Q&A with Wilmer Amina Carter, Founder, Wilmer Amina Carter Foundation

Q&A with Wilmer Amina Carter, Founder, Wilmer Amina Carter Foundation

wilmer_amina_carterTen Questions About the Archiving Project – The Online Library and Museum Heritage Program in the Inland Empire (TOLAMHP)

1. What is The Online Library and Museum Heritage Program in the Inland Empire?

It is an ambitious, sorely needed project whose primary goal is to preserve the African American history and culture in the Inland Empire. Wilmer Amina Carter Foundation in collaboration with local universities plans to collect, digitize, archive, and interpret African American history and culture.

2. What do you hope to accomplish with this program?

The program has three objectives: to increase the awareness of stakeholders in the community about the importance of historical preservation, to engage those stakeholders in the process of preserving the information we collect, and to give the public access to the shared information.

3. Where are you obtaining your information from?

Our plan is to collect and digitize narratives, photos, and artifacts related to the African American presence in businesses, churches, social clubs, sororities and fraternities, non-profit organizations, and political and governmental organizations, to name a few. Citizens have information languishing in basements, attics and memories that need to be dusted off and shared.
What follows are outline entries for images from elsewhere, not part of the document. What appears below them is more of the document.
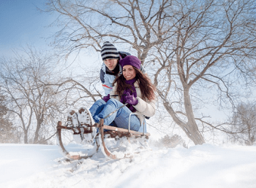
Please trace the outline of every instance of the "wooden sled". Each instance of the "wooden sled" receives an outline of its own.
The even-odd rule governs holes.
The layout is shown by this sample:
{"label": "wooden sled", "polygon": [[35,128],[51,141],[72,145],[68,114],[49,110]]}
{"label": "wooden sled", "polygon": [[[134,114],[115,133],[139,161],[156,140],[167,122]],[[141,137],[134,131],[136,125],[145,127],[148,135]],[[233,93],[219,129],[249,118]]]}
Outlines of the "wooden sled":
{"label": "wooden sled", "polygon": [[[132,113],[132,114],[134,114],[135,113]],[[121,155],[112,153],[106,146],[105,139],[108,139],[110,138],[119,138],[123,137],[126,137],[128,139],[129,138],[143,138],[145,139],[148,139],[150,136],[150,133],[145,133],[145,125],[142,126],[143,126],[143,132],[138,132],[138,131],[134,131],[134,130],[129,130],[129,129],[124,129],[124,128],[119,128],[116,127],[105,125],[104,125],[103,119],[100,120],[99,123],[96,123],[92,126],[89,126],[86,125],[86,127],[78,126],[76,128],[74,128],[72,126],[62,125],[61,122],[59,121],[58,122],[58,124],[57,124],[57,133],[56,133],[57,142],[58,142],[59,146],[61,149],[61,152],[65,157],[68,159],[72,159],[72,160],[86,159],[88,157],[92,157],[96,152],[98,152],[99,149],[100,149],[103,154],[110,160],[131,158],[133,157],[132,154],[131,153],[121,154]],[[74,134],[80,134],[81,133],[83,133],[83,135],[86,135],[86,134],[91,134],[93,133],[94,128],[98,128],[99,131],[97,133],[96,137],[94,138],[94,142],[92,144],[93,147],[91,149],[88,150],[85,154],[72,154],[72,152],[68,152],[67,151],[62,142],[61,131],[65,131],[68,130],[72,130]]]}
4. Is there existing information available about African Americans in the Inland Empire?

Some mention of a few prominent African Americans who made notable contributions to the area is available, but there is a serious dearth of information when it comes to the day-to-day lives of ordinary citizens and their interactions with the government and other cultural groups, not to mention their contributions to the economic, political, and social landscape. That’s where the meaty story is of a people. For example, everyone knows about Martin Luther King, Jr., but how many people know about the efforts of the Inland Empire citizens who built the largest statue of Martin Luther King, Jr. in the country?

5. Who will this project benefit?

Several groups. Local universities, colleges and high school students in several academic disciplines, particularly library science, African American and ethnic studies, history, sociology, anthropology, and computer science, will receive internships and scholarships to work with us on this project. Citizens in the community will have the opportunity to participate in the collection and digitization process, which will create jobs in the Inland Empire. The Online library and Museum Heritage Program in the Inland Empire will also serve as a prototype in the city, county, and state for other cultures that set out to preserve their heritage.

6. How are you going to collect all this information?

The Wilmer Amina Carter Foundation in coloration with local universities will conduct and oversee interviews, transcribe narratives, and scan photos and artifacts.

7. Where are you going to house all of this information?

Local universities, colleges and libraries have agreed to digitally host the information and make it accessible.

8. When will you get started?

The Online Library and Museum Heritage Program is a three year project which began this year.

9. Why should someone become a sponsor?

This is the moment; this is the time; we have the people and the energy – what we need is sustaining funding that will best utilize the interest and talents of all involved in this project of the century.

10. How do we go about sponsoring this project?

Join us at our first fundraiser gallery brunch Saturday May 17th 10:30 am at the National Orange Show Event Center. Contact Wilmer Amina Carter by email at amina@ef-cbs.com or by phone at 909-820-4406 or give directly to http://thecbsfoundation.eventbrite.com. Take a look at our website www.theCBSfoundation.com/archiving-black-history.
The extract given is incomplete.